Re: Efficiency of a Hash with 1 Million Entries
by gunr (Novice) on Jul 02, 2010 at 15:27 UTC
    Thanks for the help, everyone. I am currently reading about how to turn my friendoffriend.pl script into a module. I want to keep this script as a separate file, rather than making it a subroutine within the calling program, so that I can use frinedoffriend.pl on its own. If anyone know of a good tutorial for converting perl scripts in a module, please let me know. In regards to the query: friendoffriend.pl is used to cluster data in the AllJoinRecip table, so given an input $seq, friendoffriend.pl finds all of the other "nodes" that $seq can reach, either directly or indirectly.

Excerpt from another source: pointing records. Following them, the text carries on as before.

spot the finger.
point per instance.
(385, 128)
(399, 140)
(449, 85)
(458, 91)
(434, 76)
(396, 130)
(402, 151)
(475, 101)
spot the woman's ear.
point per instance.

So once I've run the script on seqA and found that seqA, seqB, and seqC are all in a cluster, then I do not need or want to run the script on seqB and seqC. I want to find a cluster for each seq in AllJoinRecip, without duplicating clusters, where AllJoinRecip contains a bunch of one to one links. Does this description make sense? If anyone can think of other ways to do this, I would like to hear them.

      Instead of trying to keep it as a script, make it a module and make the script a small wrapper around the module. Then you can use the same code from many places.